Associazione Nazionale di Pazienti e Famigliari,
Volontariato e Solidarietà Famigliare.

LA FARFALLA DALLE ALI INVISIBILI

Da poco ha portato in teatro la storia di “Wondy”, la giornalista Francesca del Rosso, nota per aver affrontato per sei lunghissimi anni il cancro al seno. Senza vittimismi, con grande ironia e grande coraggio. Poi, quando sembrava che Wondy ce l’avesse fatta, ci ha lasciato. Chi ha fatto risuscitare Wondy sul palcoscenico, invece, sta benissimo.
Si chiama Simona Atzori ed è nata 43 anni fa a Milano da genitori sardi. Simona, come Wondy, è una donna incredibile, dotata di innata ironia e di travolgente simpatia. Ha talento da vendere: come ballerina ha partecipato alla cerimonia d'apertura delle Olimpiadi di Torino e quest'anno alla coreografia dell'opening del Festival di Sanremo. È anche una scrittrice di successo e una pittrice. Con un problema che lei definisce semplicemente "questione di prospettiva". Perché Simona Atzori è nata senza braccia. E infatti tutto il suo talento lo esprime con piedi che sono capaci di gesticolare, volteggiare, scrivere, colorare.

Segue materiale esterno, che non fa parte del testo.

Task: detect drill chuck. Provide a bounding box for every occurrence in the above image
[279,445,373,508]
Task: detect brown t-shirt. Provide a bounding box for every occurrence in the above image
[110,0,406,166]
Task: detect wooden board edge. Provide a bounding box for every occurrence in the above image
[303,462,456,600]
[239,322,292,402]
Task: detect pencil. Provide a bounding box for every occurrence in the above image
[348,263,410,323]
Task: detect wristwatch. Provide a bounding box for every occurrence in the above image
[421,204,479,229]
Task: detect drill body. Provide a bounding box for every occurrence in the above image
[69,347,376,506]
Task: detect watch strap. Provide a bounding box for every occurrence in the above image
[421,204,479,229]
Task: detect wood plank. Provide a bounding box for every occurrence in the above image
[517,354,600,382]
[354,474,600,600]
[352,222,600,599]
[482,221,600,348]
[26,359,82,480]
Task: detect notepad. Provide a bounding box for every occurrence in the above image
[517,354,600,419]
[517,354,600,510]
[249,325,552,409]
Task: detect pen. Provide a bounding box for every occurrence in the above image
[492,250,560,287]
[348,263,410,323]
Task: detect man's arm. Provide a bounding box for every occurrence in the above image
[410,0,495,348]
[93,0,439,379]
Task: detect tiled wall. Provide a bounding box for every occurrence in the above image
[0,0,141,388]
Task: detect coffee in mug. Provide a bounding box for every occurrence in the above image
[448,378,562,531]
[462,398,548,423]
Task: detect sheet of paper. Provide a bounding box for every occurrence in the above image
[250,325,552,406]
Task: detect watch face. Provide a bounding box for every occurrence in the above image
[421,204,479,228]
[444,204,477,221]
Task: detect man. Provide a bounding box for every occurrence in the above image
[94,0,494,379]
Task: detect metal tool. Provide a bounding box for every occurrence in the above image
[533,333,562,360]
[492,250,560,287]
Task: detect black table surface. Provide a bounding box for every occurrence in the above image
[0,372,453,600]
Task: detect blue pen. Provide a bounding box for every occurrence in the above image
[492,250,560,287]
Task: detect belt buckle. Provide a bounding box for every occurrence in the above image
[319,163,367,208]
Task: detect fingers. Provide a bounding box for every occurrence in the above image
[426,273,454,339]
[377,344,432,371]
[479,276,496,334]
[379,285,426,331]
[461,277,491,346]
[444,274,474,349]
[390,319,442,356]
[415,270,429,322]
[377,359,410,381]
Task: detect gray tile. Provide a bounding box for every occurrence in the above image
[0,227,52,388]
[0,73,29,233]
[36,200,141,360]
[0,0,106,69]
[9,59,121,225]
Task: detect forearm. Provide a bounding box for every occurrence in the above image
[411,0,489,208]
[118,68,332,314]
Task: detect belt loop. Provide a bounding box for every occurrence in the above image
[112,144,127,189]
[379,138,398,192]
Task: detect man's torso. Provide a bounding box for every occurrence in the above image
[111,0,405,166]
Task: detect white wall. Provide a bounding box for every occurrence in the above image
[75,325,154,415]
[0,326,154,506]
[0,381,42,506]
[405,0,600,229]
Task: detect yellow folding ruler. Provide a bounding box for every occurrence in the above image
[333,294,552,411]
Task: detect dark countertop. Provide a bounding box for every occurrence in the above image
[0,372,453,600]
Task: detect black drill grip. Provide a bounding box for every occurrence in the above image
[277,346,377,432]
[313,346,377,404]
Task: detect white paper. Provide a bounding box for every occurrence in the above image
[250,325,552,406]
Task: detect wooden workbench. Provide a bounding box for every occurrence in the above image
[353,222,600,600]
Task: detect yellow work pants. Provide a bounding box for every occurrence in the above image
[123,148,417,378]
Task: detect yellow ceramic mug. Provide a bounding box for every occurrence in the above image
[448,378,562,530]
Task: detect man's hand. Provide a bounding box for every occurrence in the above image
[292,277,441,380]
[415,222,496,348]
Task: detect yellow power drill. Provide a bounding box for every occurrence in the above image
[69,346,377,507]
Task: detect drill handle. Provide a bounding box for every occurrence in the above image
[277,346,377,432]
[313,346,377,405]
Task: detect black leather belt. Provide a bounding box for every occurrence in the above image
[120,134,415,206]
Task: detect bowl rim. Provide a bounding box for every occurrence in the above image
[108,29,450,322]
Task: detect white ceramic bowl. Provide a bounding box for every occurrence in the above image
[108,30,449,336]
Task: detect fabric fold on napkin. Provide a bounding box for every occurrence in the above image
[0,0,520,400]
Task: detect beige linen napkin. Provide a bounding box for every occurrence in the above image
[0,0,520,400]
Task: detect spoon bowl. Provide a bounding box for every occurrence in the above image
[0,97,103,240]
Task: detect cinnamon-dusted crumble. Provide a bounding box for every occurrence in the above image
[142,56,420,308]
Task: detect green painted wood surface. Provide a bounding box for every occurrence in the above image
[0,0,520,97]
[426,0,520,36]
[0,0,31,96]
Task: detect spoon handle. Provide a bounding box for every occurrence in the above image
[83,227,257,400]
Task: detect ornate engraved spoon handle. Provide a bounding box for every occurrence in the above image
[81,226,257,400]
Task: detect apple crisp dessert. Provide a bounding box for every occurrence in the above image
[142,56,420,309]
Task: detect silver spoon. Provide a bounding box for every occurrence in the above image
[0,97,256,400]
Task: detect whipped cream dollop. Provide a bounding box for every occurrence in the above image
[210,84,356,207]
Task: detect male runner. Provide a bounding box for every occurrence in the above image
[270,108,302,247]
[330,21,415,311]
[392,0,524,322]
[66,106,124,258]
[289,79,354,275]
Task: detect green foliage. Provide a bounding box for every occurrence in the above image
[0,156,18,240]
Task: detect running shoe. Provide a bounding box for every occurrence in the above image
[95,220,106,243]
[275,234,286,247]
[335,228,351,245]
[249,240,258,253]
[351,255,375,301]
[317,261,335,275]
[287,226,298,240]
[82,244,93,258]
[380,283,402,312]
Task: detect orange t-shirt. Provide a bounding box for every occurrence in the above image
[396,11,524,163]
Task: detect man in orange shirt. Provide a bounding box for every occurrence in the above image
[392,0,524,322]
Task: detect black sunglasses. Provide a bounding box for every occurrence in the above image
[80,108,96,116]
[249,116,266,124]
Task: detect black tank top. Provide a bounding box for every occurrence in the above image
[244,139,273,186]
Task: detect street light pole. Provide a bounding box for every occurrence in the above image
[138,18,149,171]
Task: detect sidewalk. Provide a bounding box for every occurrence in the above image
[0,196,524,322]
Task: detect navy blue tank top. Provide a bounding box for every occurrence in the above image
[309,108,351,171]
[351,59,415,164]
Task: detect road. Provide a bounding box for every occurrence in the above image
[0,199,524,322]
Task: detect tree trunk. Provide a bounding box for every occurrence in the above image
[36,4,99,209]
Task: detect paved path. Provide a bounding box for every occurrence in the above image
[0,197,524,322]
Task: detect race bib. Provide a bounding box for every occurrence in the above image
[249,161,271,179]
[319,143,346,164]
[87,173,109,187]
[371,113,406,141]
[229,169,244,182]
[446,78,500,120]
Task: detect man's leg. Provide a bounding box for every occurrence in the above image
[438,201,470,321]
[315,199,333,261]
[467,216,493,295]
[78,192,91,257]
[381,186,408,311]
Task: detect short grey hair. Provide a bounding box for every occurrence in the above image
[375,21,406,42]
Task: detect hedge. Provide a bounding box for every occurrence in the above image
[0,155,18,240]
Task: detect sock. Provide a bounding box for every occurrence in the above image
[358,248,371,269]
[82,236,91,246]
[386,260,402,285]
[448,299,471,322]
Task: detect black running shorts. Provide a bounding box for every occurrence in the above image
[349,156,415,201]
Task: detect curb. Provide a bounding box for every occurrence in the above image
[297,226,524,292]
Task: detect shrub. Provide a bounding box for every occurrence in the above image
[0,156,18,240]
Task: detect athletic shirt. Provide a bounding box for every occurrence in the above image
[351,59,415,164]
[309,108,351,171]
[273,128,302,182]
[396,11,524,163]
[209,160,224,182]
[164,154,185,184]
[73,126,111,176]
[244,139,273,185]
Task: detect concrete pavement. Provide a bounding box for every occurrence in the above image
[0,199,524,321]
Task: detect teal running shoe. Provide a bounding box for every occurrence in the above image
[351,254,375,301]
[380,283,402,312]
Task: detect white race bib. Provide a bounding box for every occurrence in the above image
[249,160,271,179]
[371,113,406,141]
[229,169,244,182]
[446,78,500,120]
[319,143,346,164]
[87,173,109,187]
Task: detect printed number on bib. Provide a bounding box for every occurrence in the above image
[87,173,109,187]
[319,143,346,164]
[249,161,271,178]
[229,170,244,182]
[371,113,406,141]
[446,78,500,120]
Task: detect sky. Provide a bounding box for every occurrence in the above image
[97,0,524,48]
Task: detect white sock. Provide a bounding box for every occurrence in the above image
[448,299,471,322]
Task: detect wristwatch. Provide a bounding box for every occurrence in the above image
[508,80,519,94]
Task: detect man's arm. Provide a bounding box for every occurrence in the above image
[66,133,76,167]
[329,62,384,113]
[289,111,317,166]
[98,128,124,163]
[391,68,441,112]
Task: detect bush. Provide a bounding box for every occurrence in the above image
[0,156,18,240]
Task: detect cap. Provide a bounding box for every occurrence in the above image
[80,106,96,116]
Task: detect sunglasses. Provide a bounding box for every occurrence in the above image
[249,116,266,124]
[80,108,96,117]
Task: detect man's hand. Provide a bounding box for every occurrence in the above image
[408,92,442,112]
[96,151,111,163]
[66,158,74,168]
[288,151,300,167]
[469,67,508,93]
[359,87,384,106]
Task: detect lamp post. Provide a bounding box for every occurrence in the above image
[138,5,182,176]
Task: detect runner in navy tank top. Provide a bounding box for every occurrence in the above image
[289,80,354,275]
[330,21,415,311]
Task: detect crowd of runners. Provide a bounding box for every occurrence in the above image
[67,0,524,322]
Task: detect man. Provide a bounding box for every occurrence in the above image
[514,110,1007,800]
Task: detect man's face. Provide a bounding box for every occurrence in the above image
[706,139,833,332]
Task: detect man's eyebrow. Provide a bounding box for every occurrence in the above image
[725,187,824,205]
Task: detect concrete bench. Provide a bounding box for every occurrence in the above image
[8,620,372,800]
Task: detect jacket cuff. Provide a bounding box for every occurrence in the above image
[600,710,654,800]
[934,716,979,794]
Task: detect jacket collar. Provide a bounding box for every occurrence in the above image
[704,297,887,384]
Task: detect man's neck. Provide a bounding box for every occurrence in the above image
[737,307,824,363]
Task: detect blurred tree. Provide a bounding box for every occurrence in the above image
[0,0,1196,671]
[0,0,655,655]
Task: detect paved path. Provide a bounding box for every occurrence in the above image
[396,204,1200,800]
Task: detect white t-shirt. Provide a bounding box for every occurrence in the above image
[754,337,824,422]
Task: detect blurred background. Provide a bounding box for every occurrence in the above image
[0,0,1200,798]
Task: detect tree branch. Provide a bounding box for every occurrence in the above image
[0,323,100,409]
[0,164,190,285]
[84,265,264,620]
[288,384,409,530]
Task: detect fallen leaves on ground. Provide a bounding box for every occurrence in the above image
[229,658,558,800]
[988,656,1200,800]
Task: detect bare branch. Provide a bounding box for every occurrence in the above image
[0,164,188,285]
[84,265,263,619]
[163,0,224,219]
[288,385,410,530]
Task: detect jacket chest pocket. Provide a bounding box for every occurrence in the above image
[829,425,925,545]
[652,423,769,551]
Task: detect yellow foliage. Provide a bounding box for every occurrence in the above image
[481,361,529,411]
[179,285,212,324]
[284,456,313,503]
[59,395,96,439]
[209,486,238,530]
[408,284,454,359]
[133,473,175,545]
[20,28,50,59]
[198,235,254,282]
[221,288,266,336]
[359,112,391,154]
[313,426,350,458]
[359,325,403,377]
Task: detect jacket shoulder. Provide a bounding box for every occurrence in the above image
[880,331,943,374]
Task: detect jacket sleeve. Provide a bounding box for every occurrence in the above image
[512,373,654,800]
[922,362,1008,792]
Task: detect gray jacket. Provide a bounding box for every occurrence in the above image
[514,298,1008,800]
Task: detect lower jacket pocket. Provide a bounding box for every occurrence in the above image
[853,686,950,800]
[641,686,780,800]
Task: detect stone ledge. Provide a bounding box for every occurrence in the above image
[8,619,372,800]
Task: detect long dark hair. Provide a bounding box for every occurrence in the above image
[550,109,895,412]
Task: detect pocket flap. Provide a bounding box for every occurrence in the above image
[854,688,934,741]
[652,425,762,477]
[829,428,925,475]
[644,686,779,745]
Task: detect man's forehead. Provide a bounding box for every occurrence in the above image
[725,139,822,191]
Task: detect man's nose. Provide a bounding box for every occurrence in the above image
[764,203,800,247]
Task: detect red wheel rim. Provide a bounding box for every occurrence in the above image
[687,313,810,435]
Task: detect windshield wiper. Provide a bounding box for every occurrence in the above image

Lei ha imparato a vivere la vita cercando di farne un capolavoro. Valorizzando "quello che abbiamo e senza pensare troppo a quello che ci manca". E così facendo, questa "farfalla dalle ali invisibili" non solo ha superato i limiti fisici, ma è diventata una maestra di volo attraverso la vita per tutti noi. “Se avessi avuto paura sarei andata all'indietro, invece che avanti. Se mi fossi preoccupata mi sarei bloccata, non mi sarei buttata, avrei immaginato foschi scenari e mi sarei ritirata. Invece ho immaginato”. E sono proprio queste parole che definiscono il coraggio di Simona. Non semplicemente quello di una donna che ha saputo fare i conti con una natura che con lei non è stata propriamente benevola. Ma quello, che tutti abbiamo un po’ perso, dell’immaginazione. Che è un coraggio importante perché nell’immaginazione tutti troviamo ciò che vogliamo essere. E a forza di immaginarlo, lo diventiamo.